Related: Survival Uses for Calcium Chloride
- Combs & Brushes – to clean, soak them in a solution made of 4 cups hot water and ½ cup baking soda. Soak for 1-2 hours then rinse clean.
- Drains – to keep them flowing freely and smelling fresh, clean them every other month.
- Drains – to unclog, remove as much of the standing water as possible. Pour 1 cup baking soda into the drain then pour 1 cup hot vinegar. Allow it to do its magic for 10-15 minutes and then run the hot water for a few minutes.
- Shower Curtains – to clean and remove mildew, soak them in 1 gallon warm water and 1 cup baking soda. Allow them to soak overnight, rinse and hang to dry.
- Sinks, tubs and showers – to scrub, mix ¼ cup baking soda with 1 tablespoon liquid dish soap.
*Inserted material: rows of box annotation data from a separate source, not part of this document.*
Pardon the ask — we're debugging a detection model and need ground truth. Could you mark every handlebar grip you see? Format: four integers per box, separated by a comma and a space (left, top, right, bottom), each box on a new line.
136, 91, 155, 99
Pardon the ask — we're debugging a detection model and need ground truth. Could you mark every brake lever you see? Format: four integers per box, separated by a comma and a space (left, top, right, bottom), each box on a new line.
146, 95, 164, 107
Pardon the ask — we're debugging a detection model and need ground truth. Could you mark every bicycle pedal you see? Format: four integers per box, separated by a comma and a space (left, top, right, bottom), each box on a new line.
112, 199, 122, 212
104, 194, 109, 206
Use as you would any scouring powder.
- Toilet – to clean and absorb odors, add a cup of baking soda to the bowl and let it sit for an hour. Clean with a toilet brush and flush.
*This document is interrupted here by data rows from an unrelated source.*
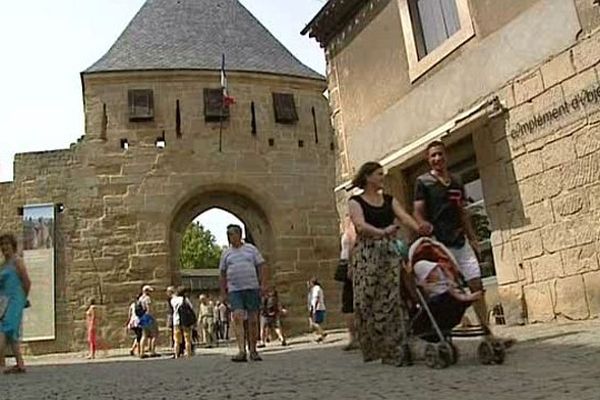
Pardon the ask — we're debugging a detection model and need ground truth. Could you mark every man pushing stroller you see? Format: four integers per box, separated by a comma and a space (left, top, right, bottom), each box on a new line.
414, 141, 512, 345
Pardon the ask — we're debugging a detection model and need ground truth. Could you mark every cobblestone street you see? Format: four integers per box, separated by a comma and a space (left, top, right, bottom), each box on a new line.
0, 321, 600, 400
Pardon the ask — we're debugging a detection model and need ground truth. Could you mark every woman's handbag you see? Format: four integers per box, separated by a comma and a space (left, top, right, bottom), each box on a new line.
0, 296, 9, 321
333, 260, 348, 282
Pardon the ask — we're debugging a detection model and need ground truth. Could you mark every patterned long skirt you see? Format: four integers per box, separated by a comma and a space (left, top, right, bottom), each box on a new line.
353, 239, 406, 364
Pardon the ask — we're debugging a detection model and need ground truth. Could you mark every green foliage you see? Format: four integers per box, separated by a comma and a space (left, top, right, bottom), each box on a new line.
179, 223, 223, 269
470, 205, 492, 241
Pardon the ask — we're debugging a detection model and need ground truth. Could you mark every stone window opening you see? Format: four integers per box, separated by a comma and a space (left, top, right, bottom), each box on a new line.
204, 88, 229, 122
154, 131, 167, 149
127, 89, 154, 122
175, 100, 183, 139
100, 103, 108, 139
250, 102, 257, 136
310, 107, 319, 144
273, 93, 298, 125
397, 0, 475, 82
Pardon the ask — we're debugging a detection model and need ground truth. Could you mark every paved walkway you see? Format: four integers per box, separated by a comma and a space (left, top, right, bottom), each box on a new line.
0, 321, 600, 400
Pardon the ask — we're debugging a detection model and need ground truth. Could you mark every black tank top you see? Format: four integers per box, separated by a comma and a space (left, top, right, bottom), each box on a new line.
350, 194, 396, 229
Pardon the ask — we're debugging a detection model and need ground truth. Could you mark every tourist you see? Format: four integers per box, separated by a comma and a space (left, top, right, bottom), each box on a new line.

- Toothbrushes – to clean, soak overnight in a mixture of ¼ cup water and ¼ cup baking soda. Rinse.
- Detergent – learn to make your own.
- Diapers – to clean and deodorize, add ½ cup of baking soda to the washer.
- Diaper Pail – to deodorize, sprinkle baking soda in the bottom.
- Laundry – to boost your detergent’s cleaning power and brighten clothes, add 1/4 cup to your wash.
- Line Drying – to keep clothes from being stiff, add baking soda to your washer.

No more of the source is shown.